Character based analysis

Character segmentation is known to be particularly hard for handwritings. By contrast, printed texts are distinguished by clearly separated letters, making optical character recognition much more simpler.

There is, however, also a much more fundamental ontological issue: Boundaries between letters of handwritings do generally not exist. There are just a couple of exceptions, for example, when the writer sets off his writing instrument after drawing each glyph or in specific kinds of handwritings, such as the Carolingian minuscule.

It is nevertheless meaningful to separate letters within words. This is due to the fact that the palaeographer can search through the document in order to find specific strings. For this case, it is not relevant that there is no clear boundary.

But there is much more to say about the relevance of character segmentation. From the point of view of one of the traditional palaeographic schools, the treatment of individual letters is mandatory. There are basically four reasons:

  • The visual appearance of single letters varies more or less for single writers. It is of relevance to take into account the different shapes of individual letters. For example, there is tradtionally the distinction between the long ’s‘ and the round one.
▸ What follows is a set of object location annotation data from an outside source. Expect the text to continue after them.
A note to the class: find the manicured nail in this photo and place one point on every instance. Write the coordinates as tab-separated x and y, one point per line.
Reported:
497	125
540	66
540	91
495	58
Such category related differences as well as the spectrum of variations within single categories are of interest to characterise a single writer.
  • The orthography in the Middle Ages was not as standardised as it is today. A lot of different ways how to write single words can be found in ancient documents. But even today, characteristic mistakes can give us valuable insights into the writer.
  • Abbreviations have been widespread in the Middle Ages. Their usuage can us tell a lot about a single writer. Even more important, they can generally not be resolved without their careful treatment by an editor who is transcribing a given document.
  • Holistic word-wise translations do not make much sense. It is rather necessary to look precisely at the case sensitivity of a handwriting, at the consistent use of specific letters, such as the ‚i‘ and the ‚u‘ as vowels in comparison to the ‚j‘ and the ‚v‘ as consonants, respectively, to mention just a few examples. More generally, any text is in need of interpretation, extending to the analysis of individual letters.

These are just a few examples why a research paradigm based on individual letters is of particular relevance for which Diptychon provides the basis.